Age is the strongest predictor of the severity and lethality of COVID-19 [1]. But is age - or at least biological age - a modifiable risk factor? Our recently published TRIIM trial [2] demonstrated that in healthy older adults it is possible to not only regenerate the thymus and reverse age-related immunological changes but also to reverse epigenetic aging - the most robust indicator of biological age available today [3]. These observations introduce new possibilities for preventive medicine in the elderly, and the nature of SARS-CoV-2 infection suggests new possibilities may be necessary.

The primary reason advanced age increases susceptibility to COVID-19, and all other infectious diseases, is an age-related decline of immune competence, or immunosenescence [1,2]. Two hallmarks of this process are the well-known loss with age of naïve T cell generation and T cell diversity [1,2], which provide the source of the resilience and versatility of the cellular component of the adaptive immune system and are also important for humoral immunity - the mounting of robust antibody responses. This problem, and potentially a good deal of aging more generally, is made inevitable by the involution of the thymus in early life [2]. The thymus produces naïve T cells that can help recognize and clear infectious agents, including viruses like SARS-CoV-2, from the body, through both helper CD4 T cells and cytotoxic CD8 T lymphocytes. Age-related loss of thymic T cell output leads eventually to a reduced capacity to mount robust adaptive immune responses to novel antigens in later life [2].

Virus-specific T cell responses have been shown to be present in 100% of individuals who recover from COVID-19 [4]. In the elderly, generation of a similar response is presumably more difficult due to the tendency of COVID-19 to induce a profound depression of circulating total T cells, CD8+ T cells, and also NK cells and an increase in functionally exhausted T cells [5] in the presence of pre-existing deficits in T cell receptor repertoire.

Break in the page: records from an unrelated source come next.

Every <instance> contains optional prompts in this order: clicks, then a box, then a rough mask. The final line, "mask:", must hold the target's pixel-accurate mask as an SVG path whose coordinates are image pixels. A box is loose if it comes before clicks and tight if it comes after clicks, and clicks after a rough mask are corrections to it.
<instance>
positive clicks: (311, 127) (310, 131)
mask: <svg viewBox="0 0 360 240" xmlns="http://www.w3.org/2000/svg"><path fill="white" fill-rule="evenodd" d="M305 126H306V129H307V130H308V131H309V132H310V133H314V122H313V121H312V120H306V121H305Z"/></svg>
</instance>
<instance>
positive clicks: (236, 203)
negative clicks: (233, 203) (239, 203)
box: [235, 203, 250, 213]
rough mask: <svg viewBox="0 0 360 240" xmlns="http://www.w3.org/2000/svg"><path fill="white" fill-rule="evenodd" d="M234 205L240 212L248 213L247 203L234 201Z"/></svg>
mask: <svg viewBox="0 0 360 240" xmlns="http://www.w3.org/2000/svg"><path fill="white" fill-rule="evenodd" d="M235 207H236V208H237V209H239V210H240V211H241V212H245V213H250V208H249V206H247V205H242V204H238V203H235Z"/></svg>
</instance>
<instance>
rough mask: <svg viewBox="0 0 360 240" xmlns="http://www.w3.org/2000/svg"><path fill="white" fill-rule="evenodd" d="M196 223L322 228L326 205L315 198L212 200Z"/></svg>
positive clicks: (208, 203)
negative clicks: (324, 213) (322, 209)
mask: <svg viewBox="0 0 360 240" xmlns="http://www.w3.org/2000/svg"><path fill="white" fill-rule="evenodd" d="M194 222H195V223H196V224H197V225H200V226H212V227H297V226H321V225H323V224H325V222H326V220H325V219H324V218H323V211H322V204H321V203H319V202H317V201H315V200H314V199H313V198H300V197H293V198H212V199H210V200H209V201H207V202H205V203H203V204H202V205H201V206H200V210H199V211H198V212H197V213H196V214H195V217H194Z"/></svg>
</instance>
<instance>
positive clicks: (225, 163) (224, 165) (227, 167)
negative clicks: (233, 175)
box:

In principle, these deficits may be corrected by thymus regeneration, as our recent trial demonstrated that regeneration of the thymus was accompanied by increases in naïve T cells and recent thymic emigrants and by decreases in the number of exhausted CD8 T cells in normal aging men [2]. Interestingly, the first demonstrations of thymus regeneration in humans were inspired by the T cell depleting effects of the HIV virus, rather reminiscent of the effect of SARS-CoV-2, and those demonstrations were successful in improving T cell levels despite ongoing viral infection [6]. T cell repletion by thymus regeneration could also be long-lasting. In the case of SARS-CoV-1 infection, which is closely related, virus-specific CD8 T cells have been shown to be able to persist for at least 11 years post-infection [7].

Thymic involution also brings with it reduced production of thymic hormones such as thymosin alpha-1. Recently, thymosin alpha-1, by itself, was found to reduce COVID-19-associated mortality [8], providing additional evidence that thymus regeneration may help to prevent or moderate this disease. The potential for thymus regeneration to help protect older individuals from COVID-19 and immune system aging more generally will soon be further investigated through our expanded TRIIM-X clinical trial.

As a preventive medicine measure, the TRIIM treatment is unique in that it addresses the reversal of both epigenetic aging and immunosenescence, and does this using a combination of FDA-approved drugs that are already available today [2]. It involves use of growth hormone as a thymotrophic agent, which has been well established in both preclinical and clinical studies to induce the production of new naïve T cells and to enhance immune system function, and complementary agents that block side effects and may have independent benefits of their own.

Today’s medicine, dramatic public health measures, new vaccines and treatments, and perhaps natural attenuation will presumably beat back COVID-19 later this year, but a more permanent and fundamental solution is needed. Immunosenescence, more than anything else, is what makes us susceptible to COVID-19, influenza, pneumonia, countless other infectious diseases, and very likely also many of the risks of cancer and even cardiovascular disease through increased inflammation. Unless we address immunosenescence in a powerful way, it will continue to plague us long after we’ve contained this particular pandemic. Fortunately, humanity has more treatments and diagnostics in its arsenal than ever before. We also have new digital health technologies that can enable more efficient, larger, and more definitive clinical trials - better science - than ever before. Combining these new technologies with treatments to reverse immunosenescence could enable us to protect our elderly and provide health and economic benefit to the broader community for decades to come.